Leave a Question or Comment About this Topic

  • Angela says:

    Sadly, especially for many who are on Social Security, if you have no taxable income, the MCC tax credit does not help. So you must have at least some taxable income for the MCC credit to work for you. I see this is briefly mentioned in the article, but it’s worth mentioning again.

  • Mary says:

    Once you purchase your home and get your MCC is there a special Tax preparer that you need to go to? So basically does all Taxes Preparer know what to do with the MCC?

    • Scott Schang says:

      You do not need a special tax preparer. You should be able to just present your tax preparer with your MCC documentation and they will know what to do. If they do not, I would find another tax preparer! Hope this helps?

  • Marcy says:

    What if I sell my home after 3 years? after 2 years? Do I have to pay any of the credit back? Marcy

    • Scott Schang says:

      Hi Marcy, it is not uncommon for there to be a “repay period” that would require a portion of the credit be paid back if you sell. You will have to check the guidelines for any MCC that you have access to. Do you have an MCC now? Or are you thinking of buying a home and using an MCC?

  • Annoynmous says:

    In the event the MCC tax credit reduces your total deductions below the standard deduction limits ($12,000 for individuals) are you able to elect the standard deduction and still claim the MCC credit?

    • Scott Schang says:

      Yes, an MCC is NOT a tax deduction, it is a tax Credit. For example, if your $12,000 standard deduction exceeds your itemized deductions (mortgage interest, state and local taxes), then you could use your standard deduction, and you would still have a tax credit to offset your remaining tax liability. Does this make sense?

      • Annoynmous says:

        Yes, that makes sense. I didn’t know if the IRS would see it as “double dipping”. In a sense, reducing your itemized deductions to earn this MCC, but then claim standard deduction. I see it as a win-win!

  • Elizabeth Smith says:

    I am a first time home buyer and purchased almost a year ago this spring. I currently have a loan for my house through my local bank. I have a 3 year ARM loan. I was wondering if I qualify for for the MCC tax credit and if I do how do I go about receiving it?

    • Scott Schang says:

      Hi Elizabeth, the MCC tax credits that I have access to in California require that you apply for the tax credit at the time you purchase your first home. We are unable to apply for an MCC tax credit after you’ve already bought the home.

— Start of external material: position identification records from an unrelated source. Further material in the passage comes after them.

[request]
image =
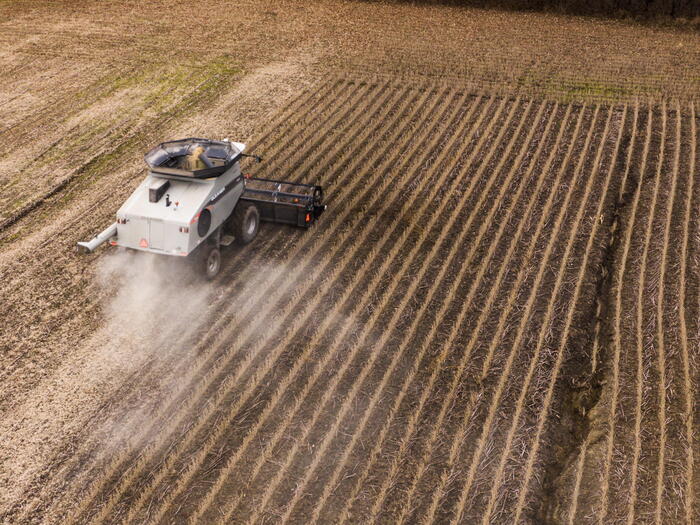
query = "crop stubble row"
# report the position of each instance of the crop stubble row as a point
(431, 217)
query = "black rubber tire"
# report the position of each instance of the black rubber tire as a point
(245, 222)
(211, 262)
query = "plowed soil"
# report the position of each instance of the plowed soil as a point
(496, 320)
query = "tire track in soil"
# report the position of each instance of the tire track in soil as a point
(272, 443)
(338, 218)
(328, 437)
(226, 317)
(447, 103)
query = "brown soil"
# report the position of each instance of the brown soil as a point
(386, 364)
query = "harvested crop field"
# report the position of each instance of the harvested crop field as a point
(495, 321)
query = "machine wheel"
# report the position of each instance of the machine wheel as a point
(245, 222)
(211, 262)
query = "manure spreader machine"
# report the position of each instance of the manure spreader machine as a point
(195, 199)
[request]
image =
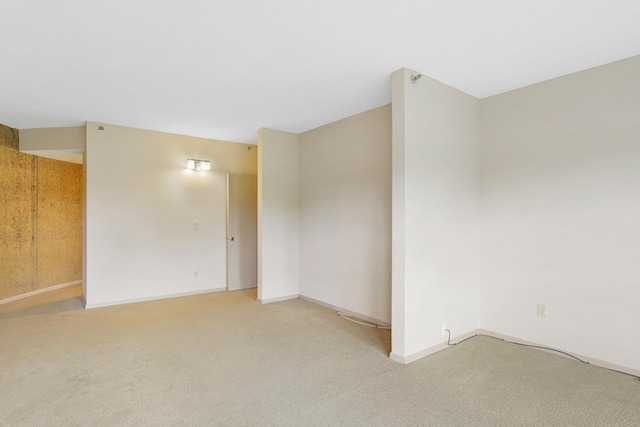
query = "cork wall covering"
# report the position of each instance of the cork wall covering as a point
(40, 221)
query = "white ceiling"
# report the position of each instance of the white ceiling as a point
(222, 69)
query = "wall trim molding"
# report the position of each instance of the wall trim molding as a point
(166, 296)
(430, 350)
(39, 291)
(592, 361)
(442, 346)
(345, 311)
(277, 299)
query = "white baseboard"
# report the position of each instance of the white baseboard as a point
(346, 311)
(591, 360)
(39, 291)
(166, 296)
(439, 347)
(284, 298)
(429, 351)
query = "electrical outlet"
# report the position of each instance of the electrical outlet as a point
(542, 310)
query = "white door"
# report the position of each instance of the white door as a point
(242, 232)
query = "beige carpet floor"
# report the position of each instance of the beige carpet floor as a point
(223, 359)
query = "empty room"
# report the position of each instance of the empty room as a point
(340, 213)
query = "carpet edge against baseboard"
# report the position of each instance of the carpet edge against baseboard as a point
(159, 297)
(592, 361)
(277, 299)
(405, 360)
(39, 291)
(346, 311)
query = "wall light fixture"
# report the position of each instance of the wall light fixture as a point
(198, 165)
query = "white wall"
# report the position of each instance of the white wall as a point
(278, 158)
(561, 207)
(66, 144)
(141, 204)
(435, 260)
(345, 214)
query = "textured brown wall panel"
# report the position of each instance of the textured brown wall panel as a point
(59, 222)
(40, 220)
(17, 233)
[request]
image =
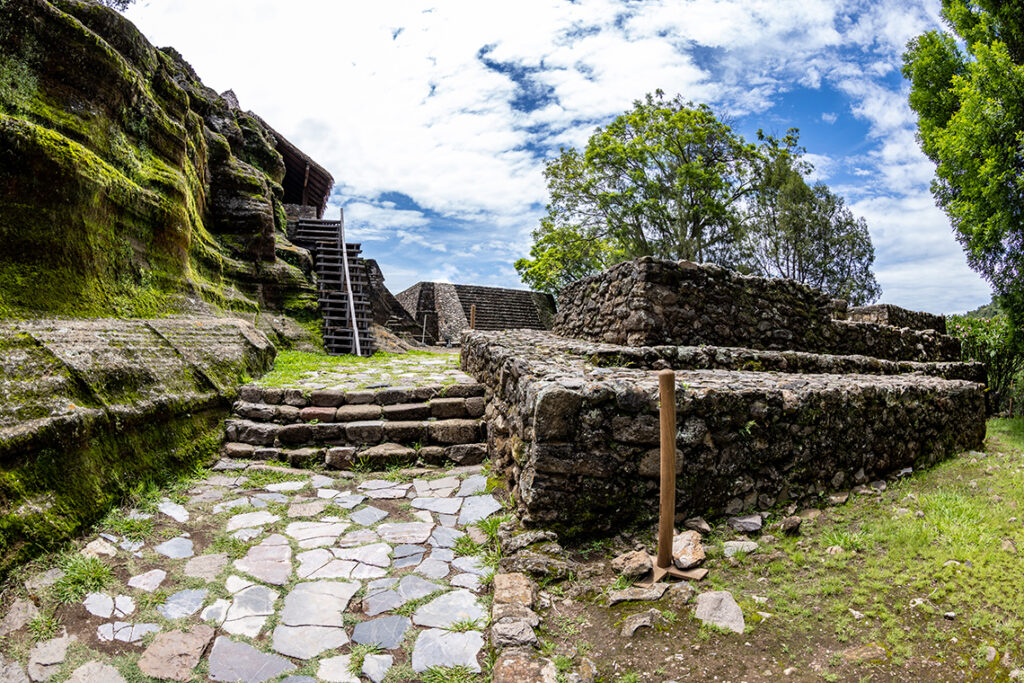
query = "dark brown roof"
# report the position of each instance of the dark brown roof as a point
(306, 182)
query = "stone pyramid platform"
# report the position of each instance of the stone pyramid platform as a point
(779, 396)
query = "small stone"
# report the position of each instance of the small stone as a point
(512, 633)
(745, 523)
(732, 548)
(183, 603)
(634, 622)
(207, 567)
(147, 582)
(386, 632)
(514, 589)
(633, 564)
(687, 550)
(460, 605)
(791, 525)
(636, 593)
(173, 510)
(719, 608)
(230, 660)
(336, 670)
(99, 548)
(94, 672)
(178, 548)
(375, 667)
(176, 653)
(437, 647)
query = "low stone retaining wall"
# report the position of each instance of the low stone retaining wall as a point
(579, 441)
(90, 408)
(650, 301)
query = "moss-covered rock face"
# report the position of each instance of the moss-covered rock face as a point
(127, 187)
(90, 409)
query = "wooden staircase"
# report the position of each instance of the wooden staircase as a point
(323, 240)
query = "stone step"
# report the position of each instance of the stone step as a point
(373, 458)
(358, 433)
(338, 397)
(441, 409)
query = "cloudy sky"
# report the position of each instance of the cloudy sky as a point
(435, 119)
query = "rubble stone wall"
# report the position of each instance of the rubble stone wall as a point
(579, 442)
(895, 316)
(90, 408)
(650, 302)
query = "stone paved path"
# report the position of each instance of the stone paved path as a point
(399, 371)
(287, 577)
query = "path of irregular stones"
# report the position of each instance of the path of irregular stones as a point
(327, 567)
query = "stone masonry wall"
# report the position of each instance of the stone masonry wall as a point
(91, 408)
(580, 442)
(654, 301)
(898, 317)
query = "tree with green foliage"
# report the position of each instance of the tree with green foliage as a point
(969, 97)
(668, 178)
(990, 340)
(663, 179)
(806, 232)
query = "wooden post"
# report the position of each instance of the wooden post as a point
(667, 519)
(663, 564)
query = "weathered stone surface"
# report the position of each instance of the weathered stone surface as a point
(96, 672)
(231, 660)
(687, 550)
(460, 605)
(719, 608)
(517, 589)
(386, 631)
(175, 654)
(206, 566)
(437, 647)
(269, 561)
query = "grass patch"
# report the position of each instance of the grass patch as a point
(82, 574)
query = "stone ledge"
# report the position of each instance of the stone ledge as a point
(577, 441)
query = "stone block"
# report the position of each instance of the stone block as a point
(328, 397)
(295, 434)
(475, 407)
(340, 458)
(407, 412)
(516, 588)
(448, 408)
(467, 454)
(294, 397)
(454, 431)
(370, 431)
(356, 413)
(238, 450)
(317, 413)
(404, 432)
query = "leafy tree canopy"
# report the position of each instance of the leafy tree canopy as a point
(668, 178)
(969, 97)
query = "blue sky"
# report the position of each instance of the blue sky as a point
(435, 120)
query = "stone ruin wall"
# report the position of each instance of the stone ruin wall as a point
(89, 408)
(573, 422)
(652, 301)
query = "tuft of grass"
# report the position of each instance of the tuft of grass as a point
(44, 626)
(449, 675)
(358, 653)
(82, 574)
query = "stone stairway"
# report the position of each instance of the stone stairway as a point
(359, 429)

      I would suggest finding the MCC tax credit program available to you in your City, County or State, and see if they have a grace period following the purchase that would allow for you to apply for the tax credit after the purchase.

      Hope this helps?

      • Krish says:

        Where & how to apply for Mortgage Credit Certificate

        • Scott Schang says:

          Hi Krish,

          You lender will typically be the one to initiate the Mortgage Credit Certificate paperwork at the time of the purchase of your first home. You can research on your own to find out where to get an MCC. It can be offered by the City, County, or State. The first step would be to ask your loan officer. You may also find that some lenders do not offer the MCC program, so you may have to find the right lender.

          If you would like help finding someone that is familiar with this program, feel free to shoot me an email to scott@findmywayhome.com and let me know where you’re buying. I’ll do my best to introduce you to someone that has experience.

          Hope this helps?

          • Elvira says:

            I purchased a home with my daughter. can we both we the MCC credit? We file separately.

          • Scott Schang says:

            Hi Elvira, this is actually a tax question, and you should consult both the City/County that you received the MCC from, and your tax preparer. It is unlikely that both of you would be able to take 100% of the tax credit, and I am not even completely sure if you can “split” the credit. It may depend on how you applied for the MCC at the time.

            I know this isn’t an exact answer, but I hope it gets you pointed in the right direction.